Wait, that’s not true, either. I must be under the influence of some mind-altering substance. Perhaps it’s the thujone in the 16 legally available absinthes I recently tasted. After all, thujone, a chemical compound found in one of absinthe’s primary ingredients—the Artemisia absinthium species of wormwood—is the reason it was banned, the reason that Van Gogh and Toulouse-Lautrec painted, the reason that Arthur Rimbaud and Paul Verlaine versified (and slept together), the reason that a Swiss farmer killed his two daughters and pregnant wife.

Except that Van Gogh was apparently addicted to terpenes (thujone is a terpene) and tried to eat paint and drink turpentine. He clearly had other issues. And the murderer consumed massive quantities of wine and brandy in addition to his two glasses of absinthe. Still, if thujone is so toxic, couldn’t it have been a factor? Well, no. It turns out there wasn’t very much of it in those old absinthes. We know this because Ted Breaux, a chemist and absinthe obsessive, ran the tests. A 2006 New Yorker article outlines Breaux’s work in great detail, but it doesn’t mention that Michael Kenyon wrote, in the October 1990 issue of Gourmet, about a pre-ban bottle of Swiss absinthe that he had analyzed at Merck. The lab found “thujone, ether, cyclohexane, camphor, and fenchone.” How much thujone? One part per million. A decade later, Breaux came up with similar numbers. Must be intense stuff to be dangerous at such low levels. Except that in the United States, absinthe is legal if its thujone content is below—wait for it—ten parts per million. None of this seems to diminish the chatter, however. It’s become a matter of faith that the old absinthes had high levels of thujone and that the new “thujone-free” wave is therefore less authentic. One justification for this opinion is that most modern versions are not undrinkably bitter—wormwood is second only to rue in bitterness (third if you count Stone Brewing’s Ruination IPA—oops, must be the thujone talking again). But well-made absinthe is a lot less bitter than, say, an Italian amaro. In fact, only a few in my tasting needed sugar.
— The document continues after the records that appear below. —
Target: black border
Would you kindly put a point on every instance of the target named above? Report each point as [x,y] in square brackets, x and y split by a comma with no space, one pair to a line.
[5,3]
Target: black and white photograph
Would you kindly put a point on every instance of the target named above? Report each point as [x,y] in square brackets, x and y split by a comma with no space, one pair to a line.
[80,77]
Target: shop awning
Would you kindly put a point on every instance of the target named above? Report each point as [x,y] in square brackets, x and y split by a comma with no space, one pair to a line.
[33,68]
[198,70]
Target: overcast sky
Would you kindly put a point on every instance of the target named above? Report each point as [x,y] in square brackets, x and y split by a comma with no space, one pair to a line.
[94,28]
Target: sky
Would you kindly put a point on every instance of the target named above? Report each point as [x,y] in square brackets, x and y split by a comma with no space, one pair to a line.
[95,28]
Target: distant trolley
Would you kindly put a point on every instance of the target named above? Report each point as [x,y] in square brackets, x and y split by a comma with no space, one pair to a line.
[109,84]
So the stuff is as safe as any 136-proof beverage, won’t enhance your creativity, and won’t make you go all Van Gogh on your own ear. But is it any good? I loved Vieux Pontarlier ($65) and Pernod “Aux Plantes d’Absinthe Supérieure” ($70) diluted with ice-cold water; the more herbaceous Kübler ($50), from Switzerland, was good, too, and worked best as a glass rinse for a Sazerac. The biggest surprise was how a few changed color just a day or two after being opened, going from a delicate green to an unappetizing brown. Of course, I could’ve been hallucinating.